ECONOMIC truth is often surrounded by spin and myths, and not just from politicians. Often, the politicians merely do what the Treasury tells them. UK economic policy is largely set by the Treasury. The Chancellor, George Osborne, is still learning economics after a misspent youth, and, apart from the Conservative policy of protecting the rich, speaks the Treasury’s words.
But Treasury civil servants, too, are weak. They tend to think in tramlines, and the only policy is now sovereign-debt reduction. In earlier years they gave us a vast public-pleasing credit boom, and they are now managing the mess. Behind the yah-boo of the politicians, it is the Treasury ruining the UK’s economy. And we are not told the economic truth.
One fact that no one is telling us is that we are a nation in huge external debt. We owe something like $5.75 trillion overseas, or roughly £100,000 for every person in the UK. This is because, for decades, even in spite of North Sea oil, we have spent what we do not have, and sold our businesses to all-comers: ASDA, Eon, HSBC, Santander, Pilkington Glass, The Sun, Manchester United, and Worcester sauce, and some 42 per cent of Stock Exchange shares are owned overseas.
Beginning with Mrs Thatcher, we have pawned our economy overseas, so that we can live in debt-driven, shallow luxury — and the Treasury has supervised the process. But it will come home to roost.
Along with this, de-industrialisation has taken place on a massive scale. We no longer produce things, but, instead, ship them into Felixstowe from China and India. Fewer than three million workers are employed in manufacturing in the UK, and the biggest area of manufacturing is beer and cigarettes. We have relied on North Sea oil and bankers instead of manufacturing, undoing the Industrial Revolution. The Treasury has supervised this process.
Third, the Treasury and the Bank of England have allowed a credit-financed boom, which has skewed the economy towards finance.
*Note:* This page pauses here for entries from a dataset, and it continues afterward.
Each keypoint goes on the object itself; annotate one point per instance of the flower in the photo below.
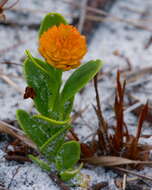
(62, 46)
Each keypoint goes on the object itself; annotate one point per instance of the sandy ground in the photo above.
(108, 37)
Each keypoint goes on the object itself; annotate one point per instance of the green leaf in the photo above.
(68, 155)
(39, 162)
(52, 121)
(50, 20)
(45, 81)
(52, 145)
(37, 129)
(68, 108)
(69, 174)
(79, 78)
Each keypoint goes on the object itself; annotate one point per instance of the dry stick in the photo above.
(82, 14)
(103, 13)
(13, 176)
(101, 119)
(133, 173)
(124, 182)
(11, 83)
(102, 131)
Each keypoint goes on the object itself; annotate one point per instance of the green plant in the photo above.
(62, 46)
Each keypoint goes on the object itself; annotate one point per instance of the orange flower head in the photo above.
(63, 46)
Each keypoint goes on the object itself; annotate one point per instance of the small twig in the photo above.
(11, 83)
(58, 181)
(133, 173)
(100, 116)
(15, 173)
(124, 182)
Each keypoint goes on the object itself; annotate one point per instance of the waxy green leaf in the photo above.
(45, 81)
(38, 129)
(41, 163)
(52, 145)
(79, 78)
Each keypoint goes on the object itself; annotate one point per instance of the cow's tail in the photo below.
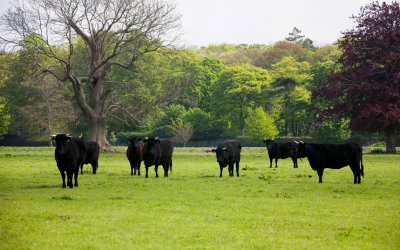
(362, 167)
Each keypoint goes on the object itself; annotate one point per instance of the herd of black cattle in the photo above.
(73, 152)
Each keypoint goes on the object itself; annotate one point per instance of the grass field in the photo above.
(264, 208)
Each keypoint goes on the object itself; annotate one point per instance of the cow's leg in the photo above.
(70, 174)
(76, 176)
(357, 173)
(156, 168)
(294, 159)
(63, 177)
(95, 165)
(320, 173)
(166, 166)
(138, 167)
(231, 169)
(132, 168)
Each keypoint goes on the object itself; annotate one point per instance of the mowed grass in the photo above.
(264, 208)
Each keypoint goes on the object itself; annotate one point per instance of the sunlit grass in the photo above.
(264, 208)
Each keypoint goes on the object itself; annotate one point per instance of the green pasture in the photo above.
(264, 208)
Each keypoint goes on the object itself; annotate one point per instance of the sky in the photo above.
(208, 22)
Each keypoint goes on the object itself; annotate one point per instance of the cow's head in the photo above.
(134, 141)
(61, 141)
(150, 144)
(268, 143)
(220, 153)
(301, 149)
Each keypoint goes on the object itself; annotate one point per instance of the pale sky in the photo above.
(208, 22)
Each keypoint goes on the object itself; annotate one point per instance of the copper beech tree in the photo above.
(367, 90)
(117, 34)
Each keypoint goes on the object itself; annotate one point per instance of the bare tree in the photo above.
(46, 111)
(182, 132)
(117, 34)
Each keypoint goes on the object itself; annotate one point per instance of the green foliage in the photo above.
(238, 90)
(197, 118)
(331, 131)
(4, 118)
(114, 210)
(378, 144)
(259, 125)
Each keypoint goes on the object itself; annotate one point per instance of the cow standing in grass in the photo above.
(134, 154)
(228, 153)
(70, 154)
(335, 156)
(281, 150)
(158, 152)
(92, 155)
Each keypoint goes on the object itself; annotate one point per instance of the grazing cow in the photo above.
(134, 154)
(70, 154)
(335, 156)
(158, 152)
(228, 153)
(281, 150)
(92, 155)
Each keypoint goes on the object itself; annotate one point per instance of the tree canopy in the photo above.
(367, 88)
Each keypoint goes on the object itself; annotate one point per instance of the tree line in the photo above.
(124, 75)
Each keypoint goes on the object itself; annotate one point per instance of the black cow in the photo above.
(333, 156)
(281, 150)
(134, 154)
(228, 153)
(92, 155)
(70, 153)
(158, 152)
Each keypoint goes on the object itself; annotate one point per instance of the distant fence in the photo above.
(14, 141)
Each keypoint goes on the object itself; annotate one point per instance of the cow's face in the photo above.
(220, 153)
(61, 141)
(151, 144)
(134, 141)
(301, 150)
(268, 143)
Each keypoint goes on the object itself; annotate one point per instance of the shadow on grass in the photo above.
(43, 186)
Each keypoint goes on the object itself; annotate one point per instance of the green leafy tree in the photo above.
(330, 131)
(117, 36)
(295, 36)
(288, 76)
(198, 118)
(182, 132)
(238, 90)
(4, 118)
(259, 125)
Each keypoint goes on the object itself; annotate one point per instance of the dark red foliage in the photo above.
(368, 89)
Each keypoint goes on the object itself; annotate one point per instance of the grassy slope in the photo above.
(194, 208)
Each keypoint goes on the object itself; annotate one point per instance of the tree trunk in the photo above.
(97, 133)
(390, 139)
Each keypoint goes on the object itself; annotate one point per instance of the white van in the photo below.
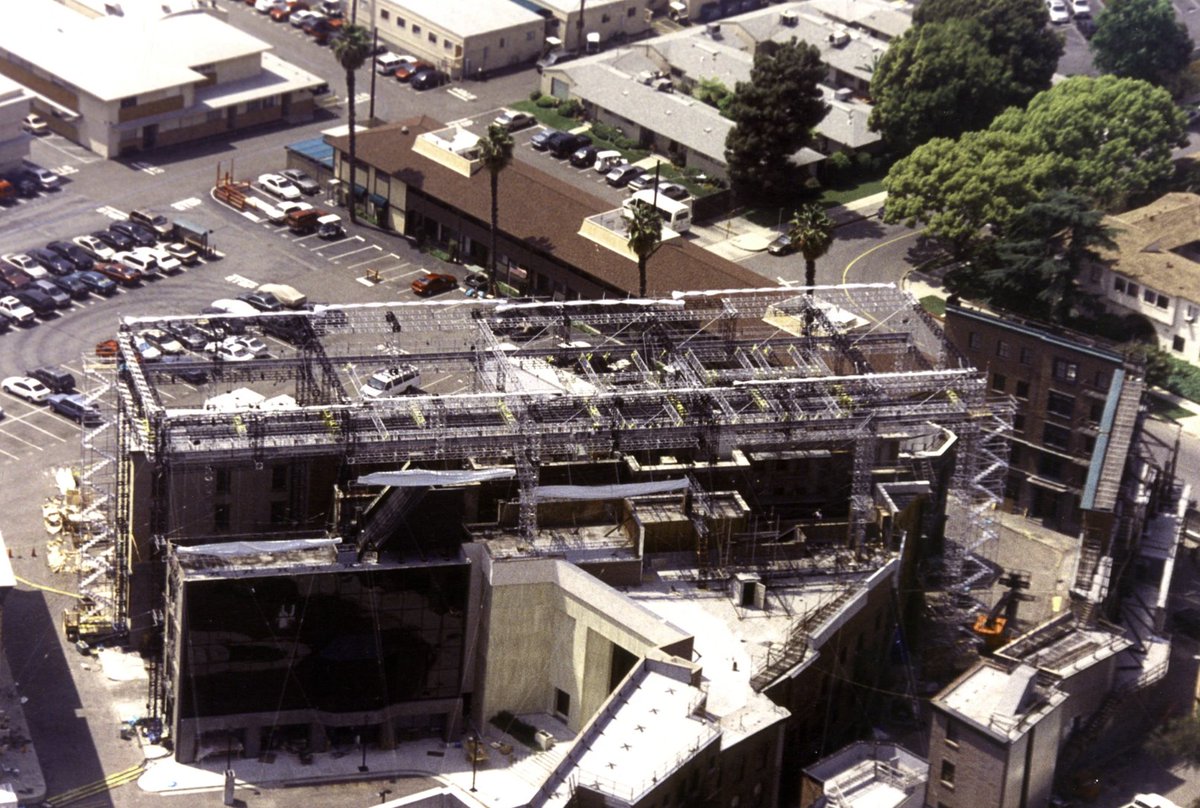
(676, 215)
(389, 63)
(391, 381)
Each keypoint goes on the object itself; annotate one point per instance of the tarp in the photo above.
(609, 491)
(425, 478)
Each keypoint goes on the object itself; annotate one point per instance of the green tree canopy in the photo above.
(1111, 136)
(774, 114)
(960, 64)
(937, 81)
(1013, 30)
(1035, 267)
(1141, 39)
(1104, 138)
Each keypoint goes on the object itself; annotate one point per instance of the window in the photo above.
(952, 732)
(1055, 436)
(1066, 371)
(221, 516)
(1061, 405)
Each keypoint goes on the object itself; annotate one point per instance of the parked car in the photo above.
(673, 191)
(411, 69)
(119, 273)
(513, 120)
(183, 253)
(16, 310)
(192, 337)
(301, 180)
(156, 222)
(72, 285)
(42, 304)
(142, 235)
(262, 300)
(25, 264)
(27, 388)
(46, 179)
(55, 378)
(433, 283)
(35, 125)
(53, 262)
(51, 289)
(279, 186)
(112, 243)
(781, 245)
(75, 407)
(1057, 10)
(75, 253)
(541, 139)
(621, 174)
(585, 157)
(12, 277)
(162, 340)
(563, 144)
(99, 282)
(138, 262)
(426, 79)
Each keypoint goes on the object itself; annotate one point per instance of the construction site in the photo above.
(568, 506)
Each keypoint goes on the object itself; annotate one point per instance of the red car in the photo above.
(119, 273)
(412, 69)
(435, 283)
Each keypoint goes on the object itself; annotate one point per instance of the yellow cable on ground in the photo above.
(47, 588)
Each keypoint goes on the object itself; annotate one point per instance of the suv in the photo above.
(58, 379)
(563, 144)
(391, 381)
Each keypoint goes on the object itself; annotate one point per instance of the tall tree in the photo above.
(774, 114)
(496, 154)
(1111, 137)
(811, 232)
(645, 237)
(1013, 30)
(1141, 39)
(352, 48)
(1038, 261)
(937, 81)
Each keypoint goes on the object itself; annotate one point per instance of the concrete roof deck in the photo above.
(469, 17)
(156, 53)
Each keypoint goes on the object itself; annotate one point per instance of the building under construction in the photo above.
(569, 497)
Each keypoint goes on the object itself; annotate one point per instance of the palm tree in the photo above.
(352, 49)
(496, 153)
(645, 237)
(811, 233)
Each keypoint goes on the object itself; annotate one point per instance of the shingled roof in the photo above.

The result has been lax, unregulated banking, which has committed every error in the book, and yet its practitioners are rewarded with vast bonuses.
Finally, the economy’s supposed main problem is mis-stated. The Treasury says that sovereign debt is the overriding problem. Yet we do not ask: what is national debt? It is merely the money that the Government has failed to raise in taxes and has borrowed from the rich. This simple analysis provides the key to the problem.
The Treasury has failed to raise tax from the rich. Estimates of tax avoidance by the rich range from £15 to 70 billion a year. Moreover, far from being a progressive tax system, the richest fifth of the population pay proportionately less in tax than the poorest fifth. So, essentially, the national debt has grown because the rich have had a tax holiday for 30 years. They holler loudly, but pay less than those with a fraction of their income. They get the tabloids to go on about benefit fraud, while tax frauds and tax havens are ignored.
The Treasury ignores these inequalities. The top ten per cent have 44 per cent of personal wealth and the bottom 40 per cent have a mere seven per cent of it — that is the unbalanced structure of our economy. The rich have avoided tax, and are ruining the economy through financial capitalism.
So we now focus on the myth that the eurozone is creating our economic problems. It may in the future, but it is not at present. In truth, our economy faces huge external debt, and has destroyed its manufacturing base. Led by the Treasury and bankers, we have worshipped Mammon and consumption, and it is turning to sawdust. Only the economic truth will set us free to address this mess.
Dr Alan Storkey is the author of Jesus and Politics (Baker Book House, 2005).